# Evan Tanner Sig



## NikosCC (May 16, 2007)

I got bored and just felt like messing around with some things.. Anyone can use it if you wish..


----------



## katemen (Sep 19, 2008)

I am still in shock, Evan Tanner such a great person and fighter, he will always be remembered.


----------



## Composure (Jun 24, 2008)

Nice colors and the bg is nice too. The wings are a nice touch.


----------



## MJB23 (Jan 26, 2007)

That's really nice, I like it a lot. 

I actually think I might use it myself if no one else wants it because I've been wanting a new sig but i'm too lazy to make one.


----------



## Steph05050 (Jun 4, 2008)

nice nice nice sig


----------



## FunkYou (Apr 22, 2007)

NCC said:


> I got bored and just felt like messing around with some things.. Anyone can use it if you wish..

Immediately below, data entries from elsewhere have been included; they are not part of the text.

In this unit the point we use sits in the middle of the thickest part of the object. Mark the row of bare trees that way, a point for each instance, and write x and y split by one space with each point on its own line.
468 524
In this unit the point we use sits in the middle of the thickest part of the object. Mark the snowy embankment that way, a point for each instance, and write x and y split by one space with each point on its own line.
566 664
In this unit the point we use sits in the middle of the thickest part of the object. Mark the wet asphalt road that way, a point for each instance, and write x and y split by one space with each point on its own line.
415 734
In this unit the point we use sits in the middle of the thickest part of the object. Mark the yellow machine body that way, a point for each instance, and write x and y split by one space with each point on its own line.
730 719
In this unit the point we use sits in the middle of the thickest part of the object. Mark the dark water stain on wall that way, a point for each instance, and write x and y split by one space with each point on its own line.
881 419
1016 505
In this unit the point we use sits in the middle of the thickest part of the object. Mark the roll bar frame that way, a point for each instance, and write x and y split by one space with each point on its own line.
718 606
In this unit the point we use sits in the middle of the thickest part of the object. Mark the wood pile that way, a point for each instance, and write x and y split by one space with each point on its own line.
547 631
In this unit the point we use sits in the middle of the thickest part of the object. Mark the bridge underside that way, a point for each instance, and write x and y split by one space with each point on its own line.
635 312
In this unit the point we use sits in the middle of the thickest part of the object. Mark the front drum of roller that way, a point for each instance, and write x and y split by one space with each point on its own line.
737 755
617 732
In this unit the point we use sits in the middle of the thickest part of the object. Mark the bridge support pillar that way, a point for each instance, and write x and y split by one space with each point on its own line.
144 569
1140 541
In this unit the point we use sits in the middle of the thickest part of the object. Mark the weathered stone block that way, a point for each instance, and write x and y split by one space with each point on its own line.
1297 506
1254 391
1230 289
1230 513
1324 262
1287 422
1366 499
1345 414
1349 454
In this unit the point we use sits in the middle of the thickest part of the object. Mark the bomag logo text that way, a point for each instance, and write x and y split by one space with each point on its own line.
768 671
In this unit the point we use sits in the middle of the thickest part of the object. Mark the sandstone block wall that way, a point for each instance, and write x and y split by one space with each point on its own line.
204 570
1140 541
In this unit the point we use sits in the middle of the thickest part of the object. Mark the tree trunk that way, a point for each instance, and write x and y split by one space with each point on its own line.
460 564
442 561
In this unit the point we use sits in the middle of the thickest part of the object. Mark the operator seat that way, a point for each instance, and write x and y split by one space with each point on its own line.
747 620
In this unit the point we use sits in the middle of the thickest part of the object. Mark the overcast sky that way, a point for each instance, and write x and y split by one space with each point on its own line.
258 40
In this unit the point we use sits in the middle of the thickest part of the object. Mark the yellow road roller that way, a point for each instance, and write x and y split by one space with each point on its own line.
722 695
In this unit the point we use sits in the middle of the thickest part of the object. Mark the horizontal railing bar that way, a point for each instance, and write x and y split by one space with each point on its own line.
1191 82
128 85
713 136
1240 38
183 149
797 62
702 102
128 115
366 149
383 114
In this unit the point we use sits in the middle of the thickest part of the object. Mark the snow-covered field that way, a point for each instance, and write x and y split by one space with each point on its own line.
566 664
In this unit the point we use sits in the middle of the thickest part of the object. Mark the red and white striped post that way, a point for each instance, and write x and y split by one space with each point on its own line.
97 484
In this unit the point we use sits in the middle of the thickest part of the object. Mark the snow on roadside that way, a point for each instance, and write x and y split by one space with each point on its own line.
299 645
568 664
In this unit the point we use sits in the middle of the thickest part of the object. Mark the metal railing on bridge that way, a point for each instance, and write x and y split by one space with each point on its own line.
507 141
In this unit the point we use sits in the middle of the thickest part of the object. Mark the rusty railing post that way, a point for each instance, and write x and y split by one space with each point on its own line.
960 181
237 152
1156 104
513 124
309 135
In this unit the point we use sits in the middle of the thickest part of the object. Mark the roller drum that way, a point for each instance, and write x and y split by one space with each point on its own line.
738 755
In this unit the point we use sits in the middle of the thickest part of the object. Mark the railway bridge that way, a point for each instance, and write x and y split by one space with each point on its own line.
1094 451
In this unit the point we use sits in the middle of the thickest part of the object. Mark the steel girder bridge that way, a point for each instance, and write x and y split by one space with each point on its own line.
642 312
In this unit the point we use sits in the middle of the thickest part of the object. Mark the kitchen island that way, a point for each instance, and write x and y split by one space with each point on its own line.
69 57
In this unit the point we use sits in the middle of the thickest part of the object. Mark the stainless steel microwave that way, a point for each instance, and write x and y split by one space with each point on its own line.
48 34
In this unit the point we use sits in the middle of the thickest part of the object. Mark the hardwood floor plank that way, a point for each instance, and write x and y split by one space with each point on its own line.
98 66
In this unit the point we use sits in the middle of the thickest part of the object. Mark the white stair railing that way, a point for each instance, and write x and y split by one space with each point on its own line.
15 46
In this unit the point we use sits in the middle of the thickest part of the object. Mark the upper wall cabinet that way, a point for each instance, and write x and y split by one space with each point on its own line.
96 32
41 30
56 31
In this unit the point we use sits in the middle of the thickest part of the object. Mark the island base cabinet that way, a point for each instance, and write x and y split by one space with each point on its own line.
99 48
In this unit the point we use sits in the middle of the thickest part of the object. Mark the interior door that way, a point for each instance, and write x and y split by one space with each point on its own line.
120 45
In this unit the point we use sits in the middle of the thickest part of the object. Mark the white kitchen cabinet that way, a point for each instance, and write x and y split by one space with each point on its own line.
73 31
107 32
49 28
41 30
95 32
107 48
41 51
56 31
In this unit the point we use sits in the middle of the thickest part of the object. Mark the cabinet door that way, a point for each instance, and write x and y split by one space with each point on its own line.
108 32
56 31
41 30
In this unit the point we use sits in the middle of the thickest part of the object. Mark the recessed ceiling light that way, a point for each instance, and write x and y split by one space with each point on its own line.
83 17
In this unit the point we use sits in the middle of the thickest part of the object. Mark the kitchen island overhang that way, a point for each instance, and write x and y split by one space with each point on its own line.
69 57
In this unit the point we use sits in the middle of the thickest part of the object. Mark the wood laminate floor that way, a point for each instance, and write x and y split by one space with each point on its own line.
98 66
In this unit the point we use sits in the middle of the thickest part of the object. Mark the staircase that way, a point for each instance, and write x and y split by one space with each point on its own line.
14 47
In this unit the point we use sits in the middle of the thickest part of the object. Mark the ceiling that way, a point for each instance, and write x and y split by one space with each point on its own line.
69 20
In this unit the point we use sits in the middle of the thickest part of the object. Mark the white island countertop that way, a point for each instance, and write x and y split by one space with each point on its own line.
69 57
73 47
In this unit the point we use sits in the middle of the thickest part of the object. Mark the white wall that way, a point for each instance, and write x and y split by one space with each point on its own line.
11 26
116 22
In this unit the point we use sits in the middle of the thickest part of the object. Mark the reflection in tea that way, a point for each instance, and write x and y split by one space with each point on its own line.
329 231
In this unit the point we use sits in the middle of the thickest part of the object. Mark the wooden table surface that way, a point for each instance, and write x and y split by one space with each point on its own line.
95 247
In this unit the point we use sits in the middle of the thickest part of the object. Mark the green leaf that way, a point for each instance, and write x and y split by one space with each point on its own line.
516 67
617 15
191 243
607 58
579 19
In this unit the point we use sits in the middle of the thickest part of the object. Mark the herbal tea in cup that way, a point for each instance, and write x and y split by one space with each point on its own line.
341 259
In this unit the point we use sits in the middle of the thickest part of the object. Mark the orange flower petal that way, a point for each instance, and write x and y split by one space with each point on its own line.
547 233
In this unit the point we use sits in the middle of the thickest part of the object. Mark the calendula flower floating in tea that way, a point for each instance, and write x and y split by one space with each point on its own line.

A bit on the big size isn't it NCC?


----------



## MJB23 (Jan 26, 2007)

Not if used by a moderator :wink03:


----------



## Composure (Jun 24, 2008)

MJB23 said:


> Not if used by a moderator :wink03:


Cheating the system, eh?

:angry02:


----------



## MJB23 (Jan 26, 2007)

Composure said:


> Cheating the system, eh?
> 
> :angry02:


It's one of the perks of being the GFX mod :thumb02:


----------



## ToeZup (Jan 7, 2008)

I like it, great job NCC. RIP Evan.


----------